Les Royaumes combattants ont-ils tant influencé Sun Tzu ?

Les Royaumes combattants ont-ils réellement influencé Sun Tzu ?

Si L’art de la guerre est aujourd’hui perçu comme atemporel, certains préceptes peuvent être suspectés de découler directement des spécificités de la période des Royaumes combattants dans laquelle a évolué Sun Tzu.

Nous l’avons vu dans le billet précédent, la progressive disparition du char avait bouleversé l’art de la guerre, en ne cantonnant plus ce dernier au simple choix du « bon moment » (pour attaquer, pour entrer en guerre, etc.), mais en exigeant une véritable maîtrise de l’art militaire.

Autre spécificité de la période des Royaumes combattants par rapport à celle qui l’avait précédée : nous sommes désormais dans le cadre d’un univers de conscription et non d’armées professionnelles.
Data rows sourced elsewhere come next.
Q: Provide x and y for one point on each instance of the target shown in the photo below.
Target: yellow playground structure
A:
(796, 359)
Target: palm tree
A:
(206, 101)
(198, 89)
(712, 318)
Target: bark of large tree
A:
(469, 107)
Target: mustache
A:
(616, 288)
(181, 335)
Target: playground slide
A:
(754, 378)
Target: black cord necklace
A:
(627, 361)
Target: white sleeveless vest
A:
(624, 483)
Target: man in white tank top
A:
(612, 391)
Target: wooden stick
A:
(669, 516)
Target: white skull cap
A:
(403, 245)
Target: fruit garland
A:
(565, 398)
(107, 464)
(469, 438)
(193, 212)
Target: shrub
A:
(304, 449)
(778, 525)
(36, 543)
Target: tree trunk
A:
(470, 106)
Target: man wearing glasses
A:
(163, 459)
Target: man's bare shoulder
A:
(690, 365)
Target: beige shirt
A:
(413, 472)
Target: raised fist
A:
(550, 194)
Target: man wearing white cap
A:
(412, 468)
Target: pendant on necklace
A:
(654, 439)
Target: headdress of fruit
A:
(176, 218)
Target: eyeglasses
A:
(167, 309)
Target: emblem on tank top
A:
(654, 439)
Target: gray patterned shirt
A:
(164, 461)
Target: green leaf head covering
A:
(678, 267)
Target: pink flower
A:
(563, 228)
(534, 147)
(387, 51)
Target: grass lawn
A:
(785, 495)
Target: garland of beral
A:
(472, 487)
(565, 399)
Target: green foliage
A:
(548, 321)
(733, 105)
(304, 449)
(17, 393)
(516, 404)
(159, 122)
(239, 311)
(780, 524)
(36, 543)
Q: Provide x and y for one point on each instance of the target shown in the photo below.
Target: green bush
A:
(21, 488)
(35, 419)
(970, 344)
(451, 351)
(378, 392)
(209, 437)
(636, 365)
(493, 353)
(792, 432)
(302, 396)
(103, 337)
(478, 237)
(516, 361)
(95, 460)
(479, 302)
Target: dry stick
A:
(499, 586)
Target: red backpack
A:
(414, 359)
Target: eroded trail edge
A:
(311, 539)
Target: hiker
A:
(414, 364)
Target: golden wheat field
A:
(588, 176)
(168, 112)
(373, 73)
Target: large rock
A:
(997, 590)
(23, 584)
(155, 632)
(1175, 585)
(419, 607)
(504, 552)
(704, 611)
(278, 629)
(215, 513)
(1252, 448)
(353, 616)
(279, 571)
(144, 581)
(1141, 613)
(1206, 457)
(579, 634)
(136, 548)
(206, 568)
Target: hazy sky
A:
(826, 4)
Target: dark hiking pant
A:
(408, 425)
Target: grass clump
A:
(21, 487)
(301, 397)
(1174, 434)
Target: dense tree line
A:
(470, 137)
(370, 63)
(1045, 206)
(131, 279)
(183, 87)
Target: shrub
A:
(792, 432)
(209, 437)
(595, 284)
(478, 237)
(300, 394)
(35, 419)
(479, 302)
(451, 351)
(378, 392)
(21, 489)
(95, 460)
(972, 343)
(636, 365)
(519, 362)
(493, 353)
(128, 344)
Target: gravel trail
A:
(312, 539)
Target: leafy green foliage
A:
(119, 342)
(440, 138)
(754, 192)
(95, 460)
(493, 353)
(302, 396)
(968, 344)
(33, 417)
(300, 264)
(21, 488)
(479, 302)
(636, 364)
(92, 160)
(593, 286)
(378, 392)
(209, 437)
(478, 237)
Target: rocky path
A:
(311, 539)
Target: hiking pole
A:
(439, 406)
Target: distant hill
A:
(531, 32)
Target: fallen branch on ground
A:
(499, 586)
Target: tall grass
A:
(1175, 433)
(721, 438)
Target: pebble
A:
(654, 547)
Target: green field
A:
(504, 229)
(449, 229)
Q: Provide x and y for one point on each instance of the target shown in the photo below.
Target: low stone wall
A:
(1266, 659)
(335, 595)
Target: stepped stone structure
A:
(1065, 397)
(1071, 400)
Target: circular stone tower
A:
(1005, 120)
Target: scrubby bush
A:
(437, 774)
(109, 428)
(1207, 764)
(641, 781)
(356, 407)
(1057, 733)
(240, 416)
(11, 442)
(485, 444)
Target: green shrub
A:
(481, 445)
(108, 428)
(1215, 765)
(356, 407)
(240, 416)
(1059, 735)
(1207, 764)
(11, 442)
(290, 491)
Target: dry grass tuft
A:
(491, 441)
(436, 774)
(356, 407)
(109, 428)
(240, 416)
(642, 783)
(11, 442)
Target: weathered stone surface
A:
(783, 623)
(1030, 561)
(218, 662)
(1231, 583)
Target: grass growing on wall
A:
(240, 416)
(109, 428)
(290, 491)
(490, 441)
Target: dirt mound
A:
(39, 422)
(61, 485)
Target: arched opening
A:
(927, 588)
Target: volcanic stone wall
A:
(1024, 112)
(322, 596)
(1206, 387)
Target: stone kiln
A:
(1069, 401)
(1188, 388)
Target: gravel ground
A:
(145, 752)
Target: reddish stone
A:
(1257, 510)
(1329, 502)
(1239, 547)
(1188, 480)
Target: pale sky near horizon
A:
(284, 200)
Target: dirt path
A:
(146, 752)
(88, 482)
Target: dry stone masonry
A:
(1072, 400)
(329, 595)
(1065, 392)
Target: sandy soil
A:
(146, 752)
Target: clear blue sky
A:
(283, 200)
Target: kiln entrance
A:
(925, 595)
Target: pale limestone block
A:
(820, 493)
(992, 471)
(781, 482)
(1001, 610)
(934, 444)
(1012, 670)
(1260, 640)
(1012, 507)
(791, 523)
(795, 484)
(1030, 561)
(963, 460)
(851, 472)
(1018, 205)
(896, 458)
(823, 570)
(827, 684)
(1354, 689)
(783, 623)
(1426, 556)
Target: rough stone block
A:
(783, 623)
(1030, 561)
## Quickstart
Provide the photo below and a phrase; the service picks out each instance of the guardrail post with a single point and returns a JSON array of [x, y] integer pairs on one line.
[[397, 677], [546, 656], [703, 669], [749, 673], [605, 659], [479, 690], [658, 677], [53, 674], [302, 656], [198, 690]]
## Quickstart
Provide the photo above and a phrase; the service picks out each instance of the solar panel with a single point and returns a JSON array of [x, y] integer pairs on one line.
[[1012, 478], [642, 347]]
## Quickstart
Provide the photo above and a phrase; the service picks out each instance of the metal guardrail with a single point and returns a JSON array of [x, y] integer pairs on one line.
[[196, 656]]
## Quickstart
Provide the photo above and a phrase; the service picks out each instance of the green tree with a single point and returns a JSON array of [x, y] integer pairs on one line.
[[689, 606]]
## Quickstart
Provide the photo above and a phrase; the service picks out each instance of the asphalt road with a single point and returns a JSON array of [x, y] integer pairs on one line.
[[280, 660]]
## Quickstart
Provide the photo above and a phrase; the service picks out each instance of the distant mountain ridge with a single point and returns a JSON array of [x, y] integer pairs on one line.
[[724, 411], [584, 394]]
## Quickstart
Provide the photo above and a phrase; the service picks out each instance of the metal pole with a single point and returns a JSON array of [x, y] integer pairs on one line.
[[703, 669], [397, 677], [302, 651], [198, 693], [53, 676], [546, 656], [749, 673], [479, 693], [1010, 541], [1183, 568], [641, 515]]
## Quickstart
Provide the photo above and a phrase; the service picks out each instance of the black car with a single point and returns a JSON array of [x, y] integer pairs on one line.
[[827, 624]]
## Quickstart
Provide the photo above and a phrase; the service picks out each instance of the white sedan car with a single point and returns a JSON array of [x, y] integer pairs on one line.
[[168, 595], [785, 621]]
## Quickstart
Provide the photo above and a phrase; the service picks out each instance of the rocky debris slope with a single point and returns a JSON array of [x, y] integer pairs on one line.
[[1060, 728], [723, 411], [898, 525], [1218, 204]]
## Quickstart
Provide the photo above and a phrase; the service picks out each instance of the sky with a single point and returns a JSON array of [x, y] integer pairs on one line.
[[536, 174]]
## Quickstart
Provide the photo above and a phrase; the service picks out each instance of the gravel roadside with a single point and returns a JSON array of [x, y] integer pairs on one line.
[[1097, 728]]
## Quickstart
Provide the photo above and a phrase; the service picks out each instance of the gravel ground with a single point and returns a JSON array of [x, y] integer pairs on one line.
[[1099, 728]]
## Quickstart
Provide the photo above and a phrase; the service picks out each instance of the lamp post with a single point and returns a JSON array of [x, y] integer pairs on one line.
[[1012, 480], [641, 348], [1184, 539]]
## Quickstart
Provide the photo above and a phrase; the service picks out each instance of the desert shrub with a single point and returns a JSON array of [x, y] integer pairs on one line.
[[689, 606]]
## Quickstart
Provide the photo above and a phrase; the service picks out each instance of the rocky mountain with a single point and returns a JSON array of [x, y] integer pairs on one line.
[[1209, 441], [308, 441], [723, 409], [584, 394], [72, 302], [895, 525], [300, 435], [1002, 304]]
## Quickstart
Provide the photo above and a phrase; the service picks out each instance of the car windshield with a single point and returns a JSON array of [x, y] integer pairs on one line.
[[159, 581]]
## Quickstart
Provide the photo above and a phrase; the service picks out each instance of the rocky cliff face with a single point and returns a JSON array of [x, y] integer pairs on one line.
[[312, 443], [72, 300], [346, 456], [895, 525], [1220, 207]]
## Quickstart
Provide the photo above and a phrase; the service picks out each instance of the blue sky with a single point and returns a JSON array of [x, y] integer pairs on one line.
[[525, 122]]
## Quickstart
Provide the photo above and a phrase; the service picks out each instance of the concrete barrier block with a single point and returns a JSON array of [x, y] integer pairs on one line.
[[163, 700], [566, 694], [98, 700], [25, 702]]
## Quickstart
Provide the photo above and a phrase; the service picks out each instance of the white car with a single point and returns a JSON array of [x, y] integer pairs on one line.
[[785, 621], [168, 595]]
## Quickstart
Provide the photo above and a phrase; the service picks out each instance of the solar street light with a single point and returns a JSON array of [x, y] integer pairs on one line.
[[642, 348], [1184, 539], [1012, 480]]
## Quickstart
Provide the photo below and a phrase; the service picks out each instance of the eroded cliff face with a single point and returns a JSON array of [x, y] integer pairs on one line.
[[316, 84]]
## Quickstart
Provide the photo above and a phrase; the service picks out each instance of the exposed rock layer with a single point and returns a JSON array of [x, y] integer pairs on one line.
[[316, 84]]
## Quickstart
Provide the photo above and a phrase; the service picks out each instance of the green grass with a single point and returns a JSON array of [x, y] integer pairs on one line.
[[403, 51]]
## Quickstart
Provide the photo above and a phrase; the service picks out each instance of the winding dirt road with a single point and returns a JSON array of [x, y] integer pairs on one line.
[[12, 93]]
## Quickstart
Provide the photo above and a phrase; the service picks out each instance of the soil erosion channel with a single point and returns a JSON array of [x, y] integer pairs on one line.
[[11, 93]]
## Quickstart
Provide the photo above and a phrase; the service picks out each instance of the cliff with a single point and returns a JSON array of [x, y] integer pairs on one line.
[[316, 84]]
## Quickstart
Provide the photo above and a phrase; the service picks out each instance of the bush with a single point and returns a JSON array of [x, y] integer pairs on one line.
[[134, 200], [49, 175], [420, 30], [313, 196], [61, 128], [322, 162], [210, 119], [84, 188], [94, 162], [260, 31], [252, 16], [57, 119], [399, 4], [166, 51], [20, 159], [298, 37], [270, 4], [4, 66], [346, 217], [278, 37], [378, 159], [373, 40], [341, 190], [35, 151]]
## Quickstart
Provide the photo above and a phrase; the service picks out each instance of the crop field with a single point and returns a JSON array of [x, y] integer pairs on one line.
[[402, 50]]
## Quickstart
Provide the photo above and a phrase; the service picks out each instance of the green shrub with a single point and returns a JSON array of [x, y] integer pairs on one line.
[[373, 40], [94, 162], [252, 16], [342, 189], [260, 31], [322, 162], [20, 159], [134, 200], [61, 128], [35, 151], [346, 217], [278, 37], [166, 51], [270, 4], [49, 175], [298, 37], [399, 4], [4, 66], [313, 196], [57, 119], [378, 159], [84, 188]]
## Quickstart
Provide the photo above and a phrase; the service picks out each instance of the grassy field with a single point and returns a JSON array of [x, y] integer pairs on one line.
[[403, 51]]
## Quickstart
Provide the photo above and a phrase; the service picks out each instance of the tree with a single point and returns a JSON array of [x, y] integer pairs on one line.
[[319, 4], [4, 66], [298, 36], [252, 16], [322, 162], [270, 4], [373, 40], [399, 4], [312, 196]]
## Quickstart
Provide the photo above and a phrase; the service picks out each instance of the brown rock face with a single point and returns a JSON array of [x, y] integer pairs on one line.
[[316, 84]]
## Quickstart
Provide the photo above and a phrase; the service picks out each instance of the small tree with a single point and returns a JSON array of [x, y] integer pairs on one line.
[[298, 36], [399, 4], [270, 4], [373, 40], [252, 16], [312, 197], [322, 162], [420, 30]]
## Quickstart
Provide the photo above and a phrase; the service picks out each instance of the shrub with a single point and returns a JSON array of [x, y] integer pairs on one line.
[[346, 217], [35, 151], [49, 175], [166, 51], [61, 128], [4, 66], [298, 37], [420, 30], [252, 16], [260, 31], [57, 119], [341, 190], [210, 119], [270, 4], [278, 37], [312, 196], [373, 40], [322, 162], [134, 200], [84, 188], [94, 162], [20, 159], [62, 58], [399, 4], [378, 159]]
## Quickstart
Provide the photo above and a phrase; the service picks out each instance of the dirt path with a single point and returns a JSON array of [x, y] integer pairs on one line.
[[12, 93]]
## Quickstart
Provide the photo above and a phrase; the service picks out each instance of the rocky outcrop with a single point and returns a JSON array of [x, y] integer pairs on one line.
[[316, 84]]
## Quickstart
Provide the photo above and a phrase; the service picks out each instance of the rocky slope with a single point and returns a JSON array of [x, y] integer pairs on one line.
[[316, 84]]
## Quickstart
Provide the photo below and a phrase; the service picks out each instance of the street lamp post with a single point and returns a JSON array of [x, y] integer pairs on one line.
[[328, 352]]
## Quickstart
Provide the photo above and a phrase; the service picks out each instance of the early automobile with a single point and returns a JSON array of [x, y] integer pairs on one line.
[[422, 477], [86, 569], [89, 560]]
Le problème qui se pose maintenant au général est donc de transformer des paysans, n’y connaissant rien au maniement des armes, en militaires aptes à remporter des victoires. La solution que propose Sun Tzu n’est pas d’avoir une armée de métier, ni même d’instaurer un service militaire (comme le préconisait par exemple son contemporain Wu Zixu), mais bien de faire avec la ressource, aussi inapte à la guerre soit-elle. Stimuler le courage de troupes constituées non par des soldats professionnels, mais de paysans enrôlés plus ou moins de force dans les armées, a toujours constitué un des soucis majeurs du commandement dans ce type d’armée (L’art de la guerre de Sun Bin contient d’ailleurs un chapitre entièrement dévolu à cette question). Empruntant à la fois aux écoles philosophiques des stratèges et des légistes, Sun Tzu préconisa de placer ses soldats dans une position telle que, mis au pied du mur, ils soient contraints de déployer des trésors de bravoure (école des stratèges) ; et il préconisa également de se baser sur la loi et le système répressif en maniant les récompenses et punitions (école légiste).